Helping wherever needed
Through mutual assistance agreements, Entergy Arkansas crews go anywhere they are needed. Earlier this year, more than 80 workers went to Kentucky to restore power after storms caused major destruction.
Cory Culp, a serviceman who has worked in the industry for 27 years, was among those who went to Kentucky. As he was headed out, he took a few minutes to share some of the more memorable work trips he has had.
“The farthest I’ve gone is probably Tampa. We started in Meridian, Mississippi and worked our way all the way to Tampa. That took about 2 weeks,” Culp said.
Some trips created funny memories as well.
“Once we were working somewhere in East Arkansas, and we went to a little restaurant in a small town. I guess we overwhelmed them because there were so many of us that the cook quit,” he recalled.
The waitress told the workers if they wanted to eat, they’d have to cook it themselves. So, that’s exactly what they did – taking orders, cooking and serving the meals to the tables.

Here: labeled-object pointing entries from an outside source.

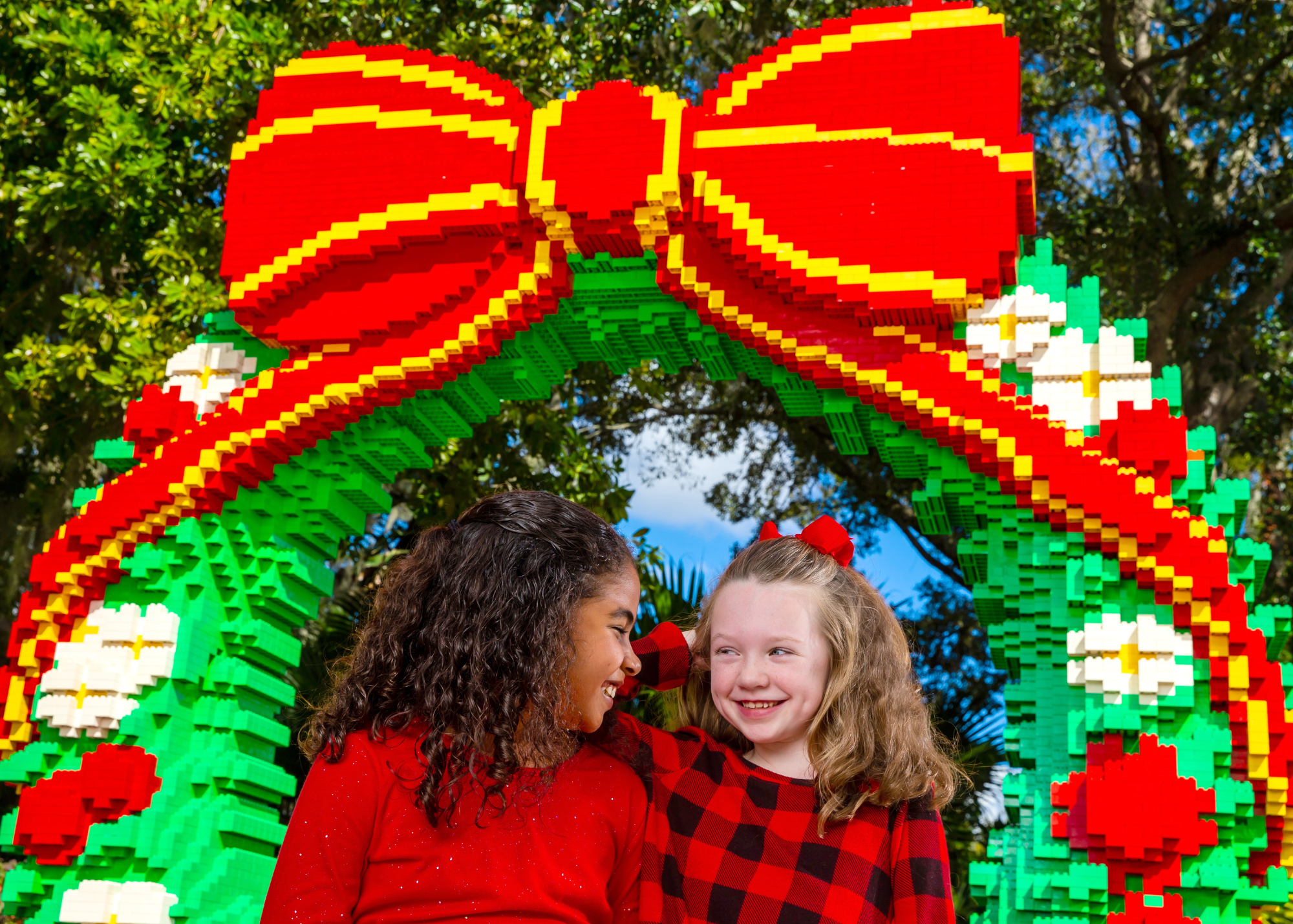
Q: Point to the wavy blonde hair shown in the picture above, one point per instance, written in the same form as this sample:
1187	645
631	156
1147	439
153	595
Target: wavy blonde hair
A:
872	739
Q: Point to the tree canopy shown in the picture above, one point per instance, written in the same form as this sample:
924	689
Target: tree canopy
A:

Another memorable trip was when he was working in Texas after Hurricane Harvey. A substation had flooded, and Culp was tasked with leading the effort to restore power in one community.
“They flew in parts on a helicopter for us that day,” he said. “We did it all in one afternoon. From noon until five o’clock, we built the whole thing and got the town back on. That was pretty neat.”

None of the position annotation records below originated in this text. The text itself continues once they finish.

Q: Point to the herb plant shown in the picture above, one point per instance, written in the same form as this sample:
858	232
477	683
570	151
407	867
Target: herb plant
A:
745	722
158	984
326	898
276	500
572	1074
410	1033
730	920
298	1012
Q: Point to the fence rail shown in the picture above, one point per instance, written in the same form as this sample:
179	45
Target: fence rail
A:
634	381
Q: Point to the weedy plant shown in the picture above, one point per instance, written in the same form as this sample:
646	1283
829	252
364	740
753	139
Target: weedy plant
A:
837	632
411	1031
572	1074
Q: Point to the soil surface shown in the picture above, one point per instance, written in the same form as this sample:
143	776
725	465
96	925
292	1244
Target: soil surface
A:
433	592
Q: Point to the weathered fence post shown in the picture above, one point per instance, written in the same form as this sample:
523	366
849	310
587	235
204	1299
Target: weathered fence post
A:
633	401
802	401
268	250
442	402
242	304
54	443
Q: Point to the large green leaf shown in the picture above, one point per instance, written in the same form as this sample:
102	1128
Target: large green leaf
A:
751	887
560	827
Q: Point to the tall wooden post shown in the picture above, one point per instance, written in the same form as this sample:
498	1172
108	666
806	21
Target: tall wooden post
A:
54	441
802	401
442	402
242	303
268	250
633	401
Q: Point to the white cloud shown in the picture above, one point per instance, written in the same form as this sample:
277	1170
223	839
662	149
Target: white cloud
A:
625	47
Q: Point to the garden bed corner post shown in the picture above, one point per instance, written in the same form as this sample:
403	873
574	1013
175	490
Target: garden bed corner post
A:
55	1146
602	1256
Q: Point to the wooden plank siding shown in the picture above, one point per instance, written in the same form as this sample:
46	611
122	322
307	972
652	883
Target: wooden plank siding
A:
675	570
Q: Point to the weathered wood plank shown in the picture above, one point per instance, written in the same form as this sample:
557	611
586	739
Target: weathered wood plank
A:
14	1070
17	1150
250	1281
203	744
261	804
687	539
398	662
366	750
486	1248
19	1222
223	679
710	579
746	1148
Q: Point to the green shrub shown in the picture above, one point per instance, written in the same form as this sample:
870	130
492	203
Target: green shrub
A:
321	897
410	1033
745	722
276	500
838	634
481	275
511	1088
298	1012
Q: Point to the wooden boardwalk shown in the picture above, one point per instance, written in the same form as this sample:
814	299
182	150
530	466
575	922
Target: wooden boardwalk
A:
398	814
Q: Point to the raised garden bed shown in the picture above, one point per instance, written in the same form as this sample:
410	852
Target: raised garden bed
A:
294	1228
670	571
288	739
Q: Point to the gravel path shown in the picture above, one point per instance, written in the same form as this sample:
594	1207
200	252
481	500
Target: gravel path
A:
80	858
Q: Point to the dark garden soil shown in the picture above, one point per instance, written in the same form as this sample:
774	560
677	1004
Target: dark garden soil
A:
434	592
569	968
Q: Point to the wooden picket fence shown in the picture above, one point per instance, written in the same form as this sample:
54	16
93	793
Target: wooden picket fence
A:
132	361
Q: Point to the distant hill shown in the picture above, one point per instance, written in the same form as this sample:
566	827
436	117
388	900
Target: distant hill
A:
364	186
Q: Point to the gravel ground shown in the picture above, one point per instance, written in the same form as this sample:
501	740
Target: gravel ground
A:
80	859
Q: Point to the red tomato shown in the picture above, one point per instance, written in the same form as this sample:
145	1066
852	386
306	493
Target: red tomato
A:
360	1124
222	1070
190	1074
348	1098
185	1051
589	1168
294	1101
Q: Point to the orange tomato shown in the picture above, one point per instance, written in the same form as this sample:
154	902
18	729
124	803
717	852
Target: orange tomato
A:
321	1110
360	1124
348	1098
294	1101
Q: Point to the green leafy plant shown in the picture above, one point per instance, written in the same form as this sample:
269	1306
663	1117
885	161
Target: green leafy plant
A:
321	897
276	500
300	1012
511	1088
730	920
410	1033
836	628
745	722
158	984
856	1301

With so many years of service, Dean has even more stories.
“There is one that has stuck with me since Hurricane Katrina,” Dean said. “We had been scouting the distribution circuits for days on end when this elderly couple stopped my partner and me as we were turning around. She had been trying to contact someone for days,” he explained. “They wanted to know why their power hadn’t come back when every single one around them had power. We had been scouting for that very reason and found a couple of trees were on a long lateral feed through the woods.

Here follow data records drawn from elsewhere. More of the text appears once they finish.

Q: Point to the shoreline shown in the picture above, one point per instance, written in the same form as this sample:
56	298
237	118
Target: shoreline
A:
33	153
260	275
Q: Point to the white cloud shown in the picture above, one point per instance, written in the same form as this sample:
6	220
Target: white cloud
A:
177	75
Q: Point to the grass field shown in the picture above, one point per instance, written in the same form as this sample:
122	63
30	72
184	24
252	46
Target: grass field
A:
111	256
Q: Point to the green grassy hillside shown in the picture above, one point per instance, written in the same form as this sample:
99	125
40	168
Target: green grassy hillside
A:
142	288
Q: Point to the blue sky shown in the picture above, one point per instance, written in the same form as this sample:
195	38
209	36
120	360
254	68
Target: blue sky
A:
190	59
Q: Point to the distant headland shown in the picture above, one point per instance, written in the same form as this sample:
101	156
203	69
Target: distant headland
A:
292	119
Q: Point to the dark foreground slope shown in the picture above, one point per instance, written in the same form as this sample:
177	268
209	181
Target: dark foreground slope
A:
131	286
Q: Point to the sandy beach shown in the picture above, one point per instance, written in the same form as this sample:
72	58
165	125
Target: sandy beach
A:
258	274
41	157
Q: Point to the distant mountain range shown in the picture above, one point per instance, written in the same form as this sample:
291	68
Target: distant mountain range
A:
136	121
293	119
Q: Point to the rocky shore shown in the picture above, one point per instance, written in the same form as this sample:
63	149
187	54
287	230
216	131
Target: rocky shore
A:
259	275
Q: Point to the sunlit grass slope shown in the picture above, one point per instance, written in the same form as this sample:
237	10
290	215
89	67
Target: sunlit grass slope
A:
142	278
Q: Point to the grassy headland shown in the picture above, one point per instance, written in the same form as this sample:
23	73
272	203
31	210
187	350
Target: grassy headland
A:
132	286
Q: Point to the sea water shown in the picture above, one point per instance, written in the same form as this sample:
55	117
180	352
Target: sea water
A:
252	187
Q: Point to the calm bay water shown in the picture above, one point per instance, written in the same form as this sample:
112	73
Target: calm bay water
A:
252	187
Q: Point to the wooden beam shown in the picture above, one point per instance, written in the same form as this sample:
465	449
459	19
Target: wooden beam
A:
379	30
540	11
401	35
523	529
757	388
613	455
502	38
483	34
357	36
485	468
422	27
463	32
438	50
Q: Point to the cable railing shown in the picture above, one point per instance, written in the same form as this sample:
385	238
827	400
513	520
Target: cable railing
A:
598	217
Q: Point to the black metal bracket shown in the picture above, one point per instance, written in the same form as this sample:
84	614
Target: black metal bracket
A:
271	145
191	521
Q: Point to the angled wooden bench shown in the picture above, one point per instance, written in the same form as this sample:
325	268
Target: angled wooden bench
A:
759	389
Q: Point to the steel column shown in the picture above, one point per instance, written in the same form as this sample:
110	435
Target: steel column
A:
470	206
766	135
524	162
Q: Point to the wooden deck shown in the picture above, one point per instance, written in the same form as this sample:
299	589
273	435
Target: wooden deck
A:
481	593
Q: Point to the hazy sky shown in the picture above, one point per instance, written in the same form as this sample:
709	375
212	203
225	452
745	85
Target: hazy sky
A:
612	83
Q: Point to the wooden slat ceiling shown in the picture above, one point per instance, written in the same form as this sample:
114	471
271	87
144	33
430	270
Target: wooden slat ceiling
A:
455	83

“We were able to get assistance from a vegetation crew to clear that up and get that one customer back,” he said. “They were so appreciative on something that during normal circumstances is just routine to the distribution line crews.”
Culp said one thing he and his crews sometimes do is a victory lap when they restore power to a neighborhood. It makes the crews feel good, as well as the customers.
“People come out and say thanks. They appreciate it,” he said. “I mean, it’s a blessing to be able to go and do something like that.”
It takes a special person to do what these guys do, and they consider themselves fortunate to be able to do it.
“It only seems like yesterday when I started in 1981. The technology it takes to do our everyday job has changed from manual, analog devices to power computers,” he said. “I am envious of the next generation of (workers), who will be working and learning all of the new ways to do things. I’ll even miss the excitement that comes with power restoration.”
“My career has been very rewarding and challenging, and I will miss my Entergy family whenever I do decide to retire. I hope they feel the same way I do about Entergy.”